Au pouvoir depuis 2000, M. Gbagbo a été arrêté lundi 11 avril par les Forces républicaines (FRCI) de M. Ouattara, appuyées par la France et l’Onu, à l’issue d’une guerre de dix jours dans Abidjan et de près de cinq mois de crise post-électorale qui ont fait près de 900 morts selon les Nations-Unies. Gbagbo a été placé, mercredi 13 mars, en résidence surveillée dans le nord du pays. Quant au ministre de la Jeunesse, personnalité-clé du régime défait, Charles Blé Goudi, il faisait toujours l’objet d’intenses spéculations : son camp affirmant qu’il était « en lieu sûr » après que des rumeurs eurent circulé sur son arrestation par les FRCI. Le porte-parole du gouvernement, Patrick Achi, avait annoncé que Blé Goudi avait été « appréhendé » la veille et qu’il se trouvait en « résidence surveillée », avant de se rétracter.

Essayant de faire sortir le pays de la paralysie qui plane sur la vie quotidienne des Ivoiriens, le nouveau pouvoir reprend en main progressivement une situation chaotique, misant sur une réouverture imminente de l’administration. Les fonctionnaires qui avaient cessé de travailler en raison des violences à Abidjan sont appelés à reprendre « impérativement » le travail. La Télévision de Côte d’Ivoire (TCI) a ajouté que la rentrée des classes était prévue le 26 avril. Le couvre-feu a été allégé à partir du samedi 16 mars.

La TCI a aussi confirmé la reprise de l’exportation du cacao, dont la Côte d’Ivoire est le premier producteur mondial. Le cacao représente une manne sur laquelle M. Ouattara compte pour relancer un pays cassé par la crise et les sanctions internationales contre le régime sortant.

Autre signe de normalisation, un premier quotidien ivoirien, Le Patriote, très proche d’Alassane Ouattara, est réapparu dans les kiosques vendredi dernier à Abidjan avec, en une, l’emblématique photo de M. Gbagbo lors de son arrestation, qualifié de « héros devenu zéro ».

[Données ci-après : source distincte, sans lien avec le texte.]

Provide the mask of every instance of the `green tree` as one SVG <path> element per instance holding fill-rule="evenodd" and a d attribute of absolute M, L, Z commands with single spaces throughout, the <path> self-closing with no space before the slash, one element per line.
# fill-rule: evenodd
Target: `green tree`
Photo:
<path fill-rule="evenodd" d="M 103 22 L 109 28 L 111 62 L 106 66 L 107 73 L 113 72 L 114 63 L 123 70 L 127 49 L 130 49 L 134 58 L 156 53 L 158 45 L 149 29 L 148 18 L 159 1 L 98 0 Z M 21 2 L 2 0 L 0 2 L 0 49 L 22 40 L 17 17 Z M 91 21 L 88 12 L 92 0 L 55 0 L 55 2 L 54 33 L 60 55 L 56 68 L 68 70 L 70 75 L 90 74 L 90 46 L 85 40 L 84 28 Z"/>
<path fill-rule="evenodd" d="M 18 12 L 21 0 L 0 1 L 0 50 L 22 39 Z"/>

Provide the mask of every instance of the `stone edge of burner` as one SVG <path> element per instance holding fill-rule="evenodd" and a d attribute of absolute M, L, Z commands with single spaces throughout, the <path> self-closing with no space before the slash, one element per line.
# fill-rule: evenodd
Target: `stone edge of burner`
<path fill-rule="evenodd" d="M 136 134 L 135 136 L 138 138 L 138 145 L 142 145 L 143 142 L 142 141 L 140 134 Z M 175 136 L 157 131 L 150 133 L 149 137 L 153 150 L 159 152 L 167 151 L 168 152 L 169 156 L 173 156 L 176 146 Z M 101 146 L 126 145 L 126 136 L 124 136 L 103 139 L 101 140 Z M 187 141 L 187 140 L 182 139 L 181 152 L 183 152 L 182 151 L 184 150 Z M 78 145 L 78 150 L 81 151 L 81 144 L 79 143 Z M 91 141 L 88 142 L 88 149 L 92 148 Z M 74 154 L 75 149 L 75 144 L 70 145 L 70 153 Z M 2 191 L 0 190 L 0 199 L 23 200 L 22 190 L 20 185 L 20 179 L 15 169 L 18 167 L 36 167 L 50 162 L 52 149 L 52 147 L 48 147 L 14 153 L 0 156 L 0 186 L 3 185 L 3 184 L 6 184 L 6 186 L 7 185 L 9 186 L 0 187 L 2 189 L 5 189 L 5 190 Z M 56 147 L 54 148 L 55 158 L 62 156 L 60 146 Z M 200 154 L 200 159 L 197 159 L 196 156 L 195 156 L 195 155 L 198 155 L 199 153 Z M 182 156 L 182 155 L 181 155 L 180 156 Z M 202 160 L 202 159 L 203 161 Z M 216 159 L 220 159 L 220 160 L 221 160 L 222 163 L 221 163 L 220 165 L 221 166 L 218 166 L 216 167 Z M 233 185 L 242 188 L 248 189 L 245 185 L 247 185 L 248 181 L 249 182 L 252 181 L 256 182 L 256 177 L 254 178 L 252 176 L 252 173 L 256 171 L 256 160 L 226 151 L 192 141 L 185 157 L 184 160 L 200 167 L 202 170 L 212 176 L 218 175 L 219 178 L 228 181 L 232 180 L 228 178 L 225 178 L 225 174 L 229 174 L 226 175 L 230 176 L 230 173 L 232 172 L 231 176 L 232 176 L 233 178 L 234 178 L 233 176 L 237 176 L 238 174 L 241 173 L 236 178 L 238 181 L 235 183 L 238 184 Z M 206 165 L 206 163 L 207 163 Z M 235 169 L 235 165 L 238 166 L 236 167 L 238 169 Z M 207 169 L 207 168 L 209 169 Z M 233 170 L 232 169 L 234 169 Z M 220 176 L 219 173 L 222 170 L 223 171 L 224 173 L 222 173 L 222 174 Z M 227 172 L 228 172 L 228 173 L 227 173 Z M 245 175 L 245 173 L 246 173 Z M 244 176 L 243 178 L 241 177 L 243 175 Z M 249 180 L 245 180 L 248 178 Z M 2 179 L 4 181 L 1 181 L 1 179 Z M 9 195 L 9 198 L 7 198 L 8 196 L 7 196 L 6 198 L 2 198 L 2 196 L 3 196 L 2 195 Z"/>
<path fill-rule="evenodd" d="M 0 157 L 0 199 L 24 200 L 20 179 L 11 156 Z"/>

La parution des journaux avait cessé fin mars, avec le début des combats. Autre signe d’un progressif retour à la normale : le camp militaire français de Port-Boukt, dans le sud d’Abidjan, a cessé d’être une base d’accueil pour les personnes évacuées lors des combats. Au total, quelque 5 000 personnes, pour moitié des Français, avaient rejoint le camp et 3 300 ont quitté le territoire ivoirien, selon la force française Licorne. Malgré le redémarrage des activités et la stabilisation politique, la mise en place du nouveau pouvoir prendra du temps. L’installation de M. Ouattara au palais présidentiel, qu’il avait annoncée pour les prochains jours, a été repoussée de « plusieurs semaines », le temps de remettre en état les locaux, d’après une source à la présidence. Quant aux rues d’Abidjan, la sécurité s’améliorait petit à petit malgré le désordre et les pillages persistant dans certains secteurs. Le camp Gbagbo conteste la légalité de l’arrestation de son leader et a interpellé le secrétaire général de l’Onu, Ban Ki-moon, et saisi des avocats à Paris. Un appel qui demeure toujours sans réponse.